H. E. Dr. Palitha T.B.Kohona
Ambassador & Permanent Representative of Sri Lanka to the United Nations

Unveiling Ceremony of the Olcott Statue

Ven Maha Sanga
Congressmen
Distinguished guests

It gives me immense pleasure to be able to participate in this event today, held in honour of Colonel Henry Olcott, the American spiritualist who with Madam Blavatsky, became the key personalities in the revival Buddhism in Sri Lanka in the latter half of the 19th century.  At the time Colonel Olcott came to Sri Lanka, Buddhism was under considerable pressure from the colonial regime and religions introduced by different colonialists, and, was on the decline.  Buddhist education had suffered and Buddhists were largely marginalized in the country where Buddhism had flourished for more than two millennia. Buddhist intellectuals had all but disappeared.  Olcott and his Theosophical Society friends were very much active in the revival of Buddhism, and its restoration as a dynamic force in the country.  Buddhist leaders were reinvigorated and had their confidence reignited. 

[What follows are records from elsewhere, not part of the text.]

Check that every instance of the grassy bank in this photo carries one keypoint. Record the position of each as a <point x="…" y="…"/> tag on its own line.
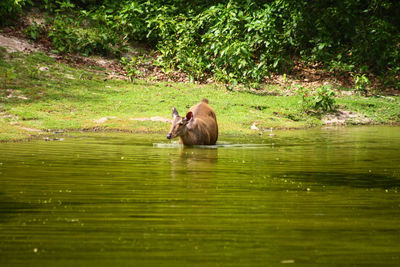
<point x="40" y="95"/>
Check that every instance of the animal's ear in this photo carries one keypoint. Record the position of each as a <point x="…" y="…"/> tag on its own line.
<point x="174" y="112"/>
<point x="189" y="116"/>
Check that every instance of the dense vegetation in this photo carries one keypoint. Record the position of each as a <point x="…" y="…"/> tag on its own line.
<point x="236" y="41"/>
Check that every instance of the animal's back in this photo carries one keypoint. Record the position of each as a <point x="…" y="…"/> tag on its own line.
<point x="206" y="120"/>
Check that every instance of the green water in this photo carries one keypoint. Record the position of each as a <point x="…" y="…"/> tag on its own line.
<point x="322" y="196"/>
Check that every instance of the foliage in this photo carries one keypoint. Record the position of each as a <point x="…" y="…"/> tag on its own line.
<point x="233" y="41"/>
<point x="322" y="99"/>
<point x="34" y="31"/>
<point x="7" y="76"/>
<point x="361" y="83"/>
<point x="9" y="10"/>
<point x="131" y="66"/>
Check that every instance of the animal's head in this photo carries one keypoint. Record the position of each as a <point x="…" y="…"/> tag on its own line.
<point x="179" y="124"/>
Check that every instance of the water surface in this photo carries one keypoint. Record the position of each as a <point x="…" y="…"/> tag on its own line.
<point x="321" y="196"/>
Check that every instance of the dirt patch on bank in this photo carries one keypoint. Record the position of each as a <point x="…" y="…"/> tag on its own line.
<point x="14" y="44"/>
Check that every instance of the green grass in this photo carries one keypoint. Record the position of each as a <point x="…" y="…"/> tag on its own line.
<point x="68" y="98"/>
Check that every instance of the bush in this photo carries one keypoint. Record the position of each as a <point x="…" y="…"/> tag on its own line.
<point x="10" y="9"/>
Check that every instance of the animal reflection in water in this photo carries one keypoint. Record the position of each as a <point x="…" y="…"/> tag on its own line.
<point x="195" y="162"/>
<point x="198" y="127"/>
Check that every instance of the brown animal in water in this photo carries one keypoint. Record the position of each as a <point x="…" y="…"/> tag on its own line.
<point x="198" y="127"/>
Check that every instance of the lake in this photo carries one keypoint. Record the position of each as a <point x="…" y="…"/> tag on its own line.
<point x="320" y="196"/>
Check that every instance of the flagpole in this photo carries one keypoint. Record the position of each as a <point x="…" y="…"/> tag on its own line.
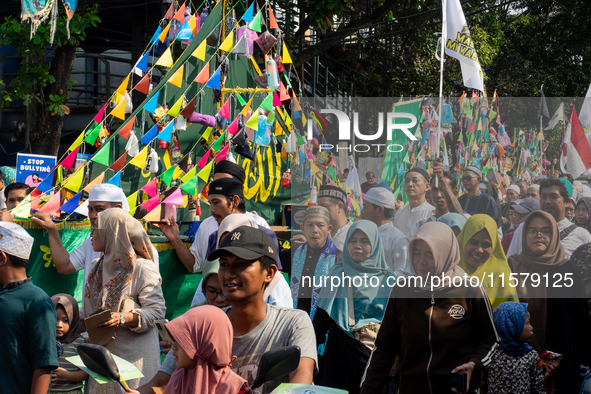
<point x="441" y="60"/>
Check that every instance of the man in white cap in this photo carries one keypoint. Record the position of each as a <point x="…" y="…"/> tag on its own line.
<point x="100" y="197"/>
<point x="28" y="353"/>
<point x="379" y="205"/>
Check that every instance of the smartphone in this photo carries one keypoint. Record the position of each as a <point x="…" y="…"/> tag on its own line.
<point x="162" y="331"/>
<point x="459" y="381"/>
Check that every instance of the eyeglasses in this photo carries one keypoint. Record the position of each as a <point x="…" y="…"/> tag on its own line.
<point x="533" y="233"/>
<point x="212" y="295"/>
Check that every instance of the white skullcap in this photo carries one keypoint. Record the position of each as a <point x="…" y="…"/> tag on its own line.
<point x="104" y="192"/>
<point x="15" y="240"/>
<point x="381" y="197"/>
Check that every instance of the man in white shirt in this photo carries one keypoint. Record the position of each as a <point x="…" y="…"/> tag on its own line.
<point x="416" y="184"/>
<point x="379" y="205"/>
<point x="100" y="197"/>
<point x="554" y="194"/>
<point x="194" y="257"/>
<point x="335" y="200"/>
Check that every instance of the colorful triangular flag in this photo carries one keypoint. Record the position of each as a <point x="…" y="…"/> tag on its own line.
<point x="203" y="75"/>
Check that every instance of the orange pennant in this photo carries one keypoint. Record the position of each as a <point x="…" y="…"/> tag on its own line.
<point x="143" y="85"/>
<point x="95" y="181"/>
<point x="272" y="21"/>
<point x="125" y="130"/>
<point x="203" y="75"/>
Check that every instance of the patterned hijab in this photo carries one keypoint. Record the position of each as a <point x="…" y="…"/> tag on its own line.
<point x="123" y="239"/>
<point x="205" y="334"/>
<point x="509" y="318"/>
<point x="496" y="264"/>
<point x="446" y="252"/>
<point x="71" y="307"/>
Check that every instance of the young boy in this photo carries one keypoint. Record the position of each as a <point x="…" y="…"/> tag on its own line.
<point x="29" y="352"/>
<point x="247" y="265"/>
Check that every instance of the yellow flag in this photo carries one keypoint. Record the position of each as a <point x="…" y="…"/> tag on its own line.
<point x="228" y="43"/>
<point x="95" y="181"/>
<point x="164" y="33"/>
<point x="132" y="200"/>
<point x="75" y="181"/>
<point x="154" y="215"/>
<point x="285" y="58"/>
<point x="204" y="173"/>
<point x="207" y="133"/>
<point x="177" y="77"/>
<point x="166" y="59"/>
<point x="178" y="173"/>
<point x="176" y="108"/>
<point x="123" y="87"/>
<point x="119" y="110"/>
<point x="199" y="53"/>
<point x="77" y="143"/>
<point x="140" y="160"/>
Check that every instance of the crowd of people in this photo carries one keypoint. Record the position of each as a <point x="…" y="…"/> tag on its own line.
<point x="478" y="292"/>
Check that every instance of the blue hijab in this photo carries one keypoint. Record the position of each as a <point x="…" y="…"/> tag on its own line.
<point x="509" y="318"/>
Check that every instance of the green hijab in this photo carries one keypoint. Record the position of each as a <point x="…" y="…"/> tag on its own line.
<point x="369" y="300"/>
<point x="496" y="264"/>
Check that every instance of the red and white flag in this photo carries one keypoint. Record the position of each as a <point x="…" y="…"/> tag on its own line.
<point x="576" y="152"/>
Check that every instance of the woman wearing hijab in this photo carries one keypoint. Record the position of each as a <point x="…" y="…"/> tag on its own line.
<point x="558" y="307"/>
<point x="348" y="317"/>
<point x="202" y="348"/>
<point x="437" y="328"/>
<point x="126" y="281"/>
<point x="482" y="255"/>
<point x="455" y="221"/>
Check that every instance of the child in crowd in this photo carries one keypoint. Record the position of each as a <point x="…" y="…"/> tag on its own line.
<point x="67" y="378"/>
<point x="514" y="366"/>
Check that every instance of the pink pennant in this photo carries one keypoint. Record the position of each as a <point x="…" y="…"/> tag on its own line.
<point x="233" y="128"/>
<point x="276" y="101"/>
<point x="225" y="110"/>
<point x="69" y="161"/>
<point x="176" y="198"/>
<point x="152" y="203"/>
<point x="98" y="118"/>
<point x="203" y="162"/>
<point x="222" y="155"/>
<point x="151" y="188"/>
<point x="53" y="204"/>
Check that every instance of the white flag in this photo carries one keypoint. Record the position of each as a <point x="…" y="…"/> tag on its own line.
<point x="558" y="116"/>
<point x="458" y="44"/>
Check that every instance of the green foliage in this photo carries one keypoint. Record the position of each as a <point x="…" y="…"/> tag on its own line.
<point x="34" y="74"/>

You heard many good things being said about Colonel Olcott already.  However, I wish to touch upon an aspect that needs to be highlighted.  Olcott was an American humanitarian who took an interest in Eastern philosophy at a time when Western thinking dominated philosophical interchange.  Buddhism which had nourished Asian and Eastern thinking for two thousand years, had little impact on philosophical discussion in the West.  However, Colonel  Olcott’s pioneering efforts contributed to bringing a balance to the philosophical interaction in Sri Lanka and mainstreaming Buddhist thought.  Although he came from a non-Buddhist background, he encouraged the investigation and discussion of Eastern thinking, particularly Buddhism.  He became a pillar in the revived Buddhist establishment.   

In this sense, he was part of a globalization process of thinking which has had wide ramifications.  Buddhism is now being accessed by the intellectual circles of the West and elements of Buddhism, such as meditation, have seeped into the Western lifestyle.  Today it is very well established in Western countries and Buddhist thought is familiar to Western intellectuals. In fact in Australia, it is recognized as the fastest growing religion. Olcott, in his Buddhist Catechism highlighted the scientific rationalism of Buddhism.  The emphasis in Buddhism on rationalism rather than on mere faith attracted him and many thousands of Western intellectuals subsequently.  The concept of individual responsibility rather than divine retribution was also a major attraction to the scientific mind and the intellectual circles of the West.  Following the wider availability of Buddhist literature in the West, we have seen outstanding scientists such as Einstein, Sir Bertrand Russell and Sigmund Freud highlighting the relevance of Buddhist thought to the modern world.  In addition, Colonel Olcott’s work inspired Sri Lankan Buddhist leaders such as Anagarika Dharmapala who contributed immensely to the revival of Buddhism.

As David McMahan wrote “Henry Steel Olcott saw the Buddha as a figure much like the ideal liberal freethinker – someone full of ‘benevolence,’ ‘gratitude,’ and ‘tolerance,’ who promoted ‘brotherhood among all men’ as well as ‘lessons in manly self-reliance”.